Das heisst, der Unterschied wäre so, wenn denn die Filmkamera ein echtes Obejktiv hätte und nicht eine Linsensammlung, die alles vom Weitwinkel bis zum “12fach”-Zoom hat. Mit sowas kann man keinen Sport photographieren. Sowas bringt an den Rändern ekelhafte Vignettierungen – das heisst, das Bild wird dort dunkler – und Verzerrungen im Telebereich. Dazu kommt, dass Profis nicht mit automtischer Blende photographieren, wie sie in den Digifilmkameras steckt, sondern mit etwas höherer Blende, um die Tiefenschärfe zu erhöhen. Damit nicht nur ein Mann scharf ist, sondern eine ganze Szene. Und oft nehmen sie Dinger wie die Canon EF-L USM Serie. Das sind diese weissen Rohre, die man so oft bei Phototerminen und hinter den Toren sieht. Die kosten mal eben das Doppelte der obigen Digicam. Weil sie auch über den halben Fussballplatz hinweg gute Bilder machen. Und nicht irgendwelche verwischten, trüben Frames, die man allenfalls ins Netz klatschen kann.

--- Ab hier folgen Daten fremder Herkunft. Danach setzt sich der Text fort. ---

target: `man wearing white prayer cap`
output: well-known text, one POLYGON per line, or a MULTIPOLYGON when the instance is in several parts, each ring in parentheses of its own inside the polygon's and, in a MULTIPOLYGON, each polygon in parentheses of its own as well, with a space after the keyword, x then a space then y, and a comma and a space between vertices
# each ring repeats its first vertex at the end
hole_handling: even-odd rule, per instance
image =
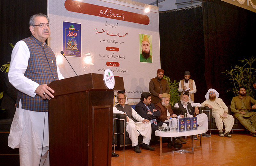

Wie es der verlinkte amerikanische Blogeintrag durchaus vernünftig beschreibt.

Lange Rede, kurzer Sinn: Der Fortschritt der technischen Auflösung spielt keine wichtige Rolle. Zehn mal so viele Pixel bringen nichts, wenn das Objektiv nichts taugt und hinten keine kurzen Verschlusszeiten möglich sind. Ein Äquivalent für das Rohr, das man an eine Kamera schrauben kann, wird man nie an einen Camcorder diesseits der Profiliga schrauben.

Ich fürchte, Konvergenz ohne Opfer wird es nicht geben.

beschliesst Sixtus seine Ausführungen. Ich fürchte, Opfer würde es geben, wenn einer mal die Konvergenz der Qualität solcher Einlassungen überprüfen würde. Denn das ist das Problem dieses Blogjournalismus: Da hat einer eine dezidierte Meinung, da glaubt einer an eine digitale Zukunft, da muss sich eben alles unterordnen, Fakten und Sachkenntnis braucht keiner in dieser schönen neuen Welt, schnell was zusammenschmieren und eine Vision entwerfen, wo jeder mit der Handycam printtaugliche Bilder wie der Profi machen kann, Hauptsache die Pixelzahlen stimmen. Die Argumentation erinnert mich irgendwie an die Anpreiser von garantiert 20-Megapixel-Proficams für nur 199 Euro beim Homeshoppingsender. Noch so ein Beruf, den ich auf die rote Liste wünsche.